# k-NN with sklearn

This notebook was written by Gael Lederrey and Tim Hillel (tim.hillel@epfl.ch) for the Decision-aid methodologies in transportation course at EPFL (http://edu.epfl.ch/coursebook/en/decision-aid-methodologies-in-transportation-CIVIL-557).

Please contact before distributing or reusing the material below.

## Overview

Now that we've implemented the k-NN algorithm, we will see how to use it with the `scikit-learn` library. In this notebook, we will learn to:

1. Scale data using scikit-learn
2. Use classifiers from scikit-learn
3. Test different model hyperparameters
4. Use different metrics to assess the performance of your model


## Set-up

We start by loading the dataset and the different libraries that are required for the exercices.

In [None]:
import numpy as np
import pandas as pd

import matplotlib.pyplot as plt

In [None]:
df_full = pd.read_csv('data/dataset.csv')

# We subsample the dataset to reduce the computational cost
df = df_full.sample(10000, random_state = 123)

We use the multinomial version of the dataset

In [None]:
# Dictionary used to transform the string in 
# the travel_mode to an integer
str_to_val = {
    'walk': 0,
    'cycle': 1,
    'pt': 2,
    'drive': 3
}

# Output
y = df['travel_mode'].replace(str_to_val).values

# Features (4 are selected)
x = df[['age', 'car_ownership', 'distance', 'female']].values

# We split the output and features into a train and a test set by 
# an (approximate) ratio of 0.8
np.random.seed(123)
msk = np.random.rand(len(df)) < 0.8

x_train_unscaled = x[msk]
x_test_unscaled = x[~msk]

y_train = y[msk]
y_test = y[~msk]

## k-NN with scikit-learn

In this section, we will use the $k$-NN from ``sklearn`` and compare the results to our implementation in the previous notebook.

The `KNeighborsClassifier` is in the ``neighbors`` submodule of sklearn. Try importing it directly.

Notice the *CamelCase*? This tells us we are using a class! (Like `DataFrame` in Pandas)

In [None]:
# Enter your code below


sklearn classes all behave in a very simular way (including classifiers, regressers, scalers, etc.)

Firstly, we *instantiate* the class (i.e. create an instance). Try using the *help* functionality to investigate the hyperparameters and default values.

In [None]:
knn = KNeighborsClassifier()

Next, we `fit` the class to the training data. (Note, this doesn't actually do anything for $k$-NN, as our model is simply the data!)

In [None]:
knn.fit(x_train_unscaled, y_train)

Finally, we use the class on new data. For classifiers, we use them to **predict** new data.

In [None]:
y_pred = knn.predict(x_test_unscaled)

Let's define our accuracy score function again, and use it to compare the results of the skleanr model to our implimentation!

In [None]:
def compute_accuracy(y_true, y_pred):
    return np.mean(np.array(y_true)==np.array(y_pred))*100

print("Accuracy: {:.3f}%".format(compute_accuracy(y_test, y_pred)))

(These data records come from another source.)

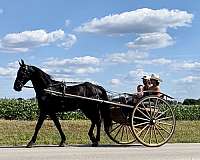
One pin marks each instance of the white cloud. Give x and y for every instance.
(79, 66)
(115, 81)
(67, 22)
(1, 11)
(68, 41)
(86, 60)
(186, 65)
(138, 21)
(127, 57)
(190, 79)
(158, 61)
(151, 41)
(23, 41)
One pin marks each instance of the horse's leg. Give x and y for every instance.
(91, 134)
(98, 131)
(58, 126)
(40, 121)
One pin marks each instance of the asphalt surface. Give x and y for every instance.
(103, 152)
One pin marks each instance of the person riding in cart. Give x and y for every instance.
(155, 85)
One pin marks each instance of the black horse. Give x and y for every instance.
(50, 104)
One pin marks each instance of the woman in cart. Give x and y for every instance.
(154, 89)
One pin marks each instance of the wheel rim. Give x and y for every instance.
(121, 133)
(153, 121)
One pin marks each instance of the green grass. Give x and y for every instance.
(16, 133)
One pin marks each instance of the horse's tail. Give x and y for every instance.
(105, 111)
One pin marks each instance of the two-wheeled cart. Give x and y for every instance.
(150, 121)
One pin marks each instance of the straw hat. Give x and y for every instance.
(156, 77)
(146, 77)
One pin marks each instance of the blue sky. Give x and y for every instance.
(111, 43)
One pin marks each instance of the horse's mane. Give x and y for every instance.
(46, 77)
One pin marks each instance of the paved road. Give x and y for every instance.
(104, 152)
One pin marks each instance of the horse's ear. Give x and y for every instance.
(22, 63)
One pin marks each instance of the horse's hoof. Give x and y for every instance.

Great, we get exactly the same score (for the multinomial case)!

This is because we used the same *hyperparameters*!

## Scaling data

As discussed, $k$-NN is highly sensitive to data scaling. As such, we will use the standard scaler from scikit-learn to scale the data to zero-mean unit-variance.

The `StandardScaler` is in the preprocessing submodule of sklearn. Try importing it directly, instantiating it, and fitting it to `x_train_unscaled`.

In [None]:
# enter your code below


Instead of `predict`, we use the scaler to `transform` data.

Use the fitted scaler to transform `x_train_unscaled` and `x_test_unscaled` and save it as `x_train` and `x_test` respectively

In [None]:
# enter your code below


Now try using the `knn` to the scaled data, and see how the results have changed!

You should get an accuracy score of 65.457%!

In [None]:
# enter your code below


## Accuracy, Precision, and Recall

As discussed, accuracy is not always the best policy. 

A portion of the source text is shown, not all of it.